LAMONGAN, CN-// Minggu, 20 Juli 2025 – Gelombang pertanyaan besar menyapu Kabupaten Lamongan menyusul terungkapnya dugaan penyimpangan fatal dalam distribusi bantuan alat pertanian senilai ratusan juta rupiah. Sebuah unit alat produksi pindad (kode PR 1800), yang sedianya menjadi urat nadi peningkatan produksi jagung petani Lamongan, kini justru ditemukan teronggok di Jombang, diduga telah beralih tangan melalui praktik penggadaian, menyeret nama pejabat Dinas Pertanian setempat.
Ironi ini bermula ketika alat canggih berbanderol tak kurang dari Rp 200 juta itu, diterima oleh Dinas Pertanian Lamongan pada 14 Maret 2021. Namun, janji bantuan yang diharapkan mendongkrak kesejahteraan petani Lamongan mendadak pupus. Mesin itu hanya singgah sesaat di gudang dinas, bak tamu tak diundang, sebelum kemudian ‘lenyap’ dari pantauan dan keberadaannya kini menimbulkan kecurigaan serius.

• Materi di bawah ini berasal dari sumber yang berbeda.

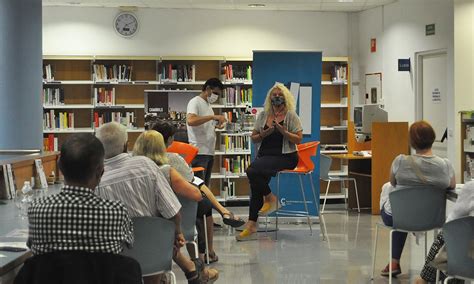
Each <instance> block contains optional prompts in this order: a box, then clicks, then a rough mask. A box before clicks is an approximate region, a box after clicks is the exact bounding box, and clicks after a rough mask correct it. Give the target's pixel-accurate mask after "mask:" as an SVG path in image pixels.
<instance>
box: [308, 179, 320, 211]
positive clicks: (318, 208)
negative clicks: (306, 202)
mask: <svg viewBox="0 0 474 284" xmlns="http://www.w3.org/2000/svg"><path fill="white" fill-rule="evenodd" d="M308 175H309V183H310V184H311V191H312V192H313V198H314V208H315V209H316V214H318V216H319V200H317V199H316V191H315V190H314V183H313V175H312V174H311V173H309V174H308Z"/></svg>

“Waktu itu yang mengurusi Kabid PSP, Bu Tiwi (Hartiwi Sisri Utami), Nana lengkapnya (yang ambil peni),” ungkap sumber internal dinas dengan nada muak, mengisyaratkan adanya peran sentral seorang pejabat dalam drama raibnya aset negara ini. Pengakuan ini bukan sekadar bisik-bisik, melainkan sinyal merah akan dugaan keterlibatan oknum berwenang dalam pusaran skandal ini.
Puncak kejanggalan terjadi pada 14 April 2021. Alat yang seharusnya mengalir ke tangan petani Lamongan itu justru dikeluarkan dari gudang dan entah bagaimana, diarahkan menuju Jombang. Catatan dinas yang mencantumkan nama “Santoso” sebagai pihak penerima semakin menebalkan kabut misteri. Siapa Santoso ini? Dan mengapa bantuan untuk Lamongan bisa “nyasar” sejauh itu?

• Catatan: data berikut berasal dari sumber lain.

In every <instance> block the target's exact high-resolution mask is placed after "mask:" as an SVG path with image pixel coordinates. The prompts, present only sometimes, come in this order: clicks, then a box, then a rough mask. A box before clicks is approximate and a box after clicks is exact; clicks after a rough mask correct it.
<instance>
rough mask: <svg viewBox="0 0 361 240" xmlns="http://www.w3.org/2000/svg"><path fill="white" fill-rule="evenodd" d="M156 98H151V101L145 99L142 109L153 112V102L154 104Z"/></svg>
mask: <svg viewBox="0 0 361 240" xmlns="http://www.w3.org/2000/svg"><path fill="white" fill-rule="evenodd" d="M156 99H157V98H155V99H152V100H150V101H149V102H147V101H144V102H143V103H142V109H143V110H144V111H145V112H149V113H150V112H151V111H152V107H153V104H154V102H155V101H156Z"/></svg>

Indikasi kuat bahwa alat ini telah digadaikan adalah pukulan telak bagi transparansi dan akuntabilitas pemerintah. Jika terbukti, ini bukan lagi sekadar maladministrasi, melainkan dugaan tindak pidana korupsi yang secara brutal merampas hak-hak rakyat kecil dan mengkhianati amanat negara. Undang-Undang Nomor 31 Tahun 1999 tentang Pemberantasan Tindak Pidana Korupsi telah jelas menggariskan ancaman bagi mereka yang menyalahgunakan wewenang dan merugikan keuangan negara.
Kasus ini menjadi cerminan buram tata kelola pemerintahan yang masih rentan terhadap praktik-praktik kotor. Bagaimana mungkin bantuan sekelas ratusan juta rupiah bisa menguap begitu saja dari daftar penerima yang sah, lalu berakhir di tangan pihak yang tak berhak, bahkan diduga menjadi barang gadai? Pertanyaan ini menuntut jawaban jujur dan tindakan konkret.

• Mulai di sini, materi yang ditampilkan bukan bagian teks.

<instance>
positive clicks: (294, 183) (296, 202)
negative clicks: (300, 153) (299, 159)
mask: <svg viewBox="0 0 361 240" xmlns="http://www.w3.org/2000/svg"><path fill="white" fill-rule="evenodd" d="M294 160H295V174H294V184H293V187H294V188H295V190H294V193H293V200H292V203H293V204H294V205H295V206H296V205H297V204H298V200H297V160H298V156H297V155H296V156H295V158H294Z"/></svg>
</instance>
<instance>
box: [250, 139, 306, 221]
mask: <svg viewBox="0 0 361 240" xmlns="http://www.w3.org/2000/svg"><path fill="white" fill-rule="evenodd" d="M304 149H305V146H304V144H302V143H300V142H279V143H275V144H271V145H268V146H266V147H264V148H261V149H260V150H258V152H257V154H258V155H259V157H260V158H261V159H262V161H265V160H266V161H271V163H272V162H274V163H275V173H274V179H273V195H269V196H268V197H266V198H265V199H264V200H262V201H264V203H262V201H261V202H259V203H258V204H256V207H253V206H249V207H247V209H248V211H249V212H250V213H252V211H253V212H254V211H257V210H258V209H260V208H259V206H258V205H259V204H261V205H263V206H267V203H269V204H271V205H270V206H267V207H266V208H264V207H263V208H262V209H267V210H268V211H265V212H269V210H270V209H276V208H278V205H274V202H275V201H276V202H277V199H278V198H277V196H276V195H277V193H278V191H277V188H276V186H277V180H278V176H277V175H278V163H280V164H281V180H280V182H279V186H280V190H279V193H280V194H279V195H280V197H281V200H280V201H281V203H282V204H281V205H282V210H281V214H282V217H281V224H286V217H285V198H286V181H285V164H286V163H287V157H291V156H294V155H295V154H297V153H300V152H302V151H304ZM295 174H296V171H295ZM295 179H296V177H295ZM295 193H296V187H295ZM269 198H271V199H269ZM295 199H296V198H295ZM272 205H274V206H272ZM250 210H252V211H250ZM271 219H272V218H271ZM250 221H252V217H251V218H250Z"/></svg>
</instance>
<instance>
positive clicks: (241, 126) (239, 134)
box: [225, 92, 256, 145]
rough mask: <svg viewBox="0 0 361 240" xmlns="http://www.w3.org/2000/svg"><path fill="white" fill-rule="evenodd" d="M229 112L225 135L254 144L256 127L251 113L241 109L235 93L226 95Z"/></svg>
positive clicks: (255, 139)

Publik Lamongan, dan tentu saja masyarakat luas, kini menunggu reaksi tegas dari aparat penegak hukum, baik Kejaksaan maupun Kepolisian. Mereka diharap tidak lagi berdiam diri dan segera mengusut tuntas skandal ini, tanpa kompromi. Siapa aktor di balik layar? Apakah Santoso hanya pion, ataukah ada ‘pemain’ lain yang lebih besar di Dinas Pertanian Lamongan, termasuk Kabid PSP yang namanya telah disebut-sebut? Keadilan harus ditegakkan, dan aset negara yang telah digelapkan wajib dikembalikan!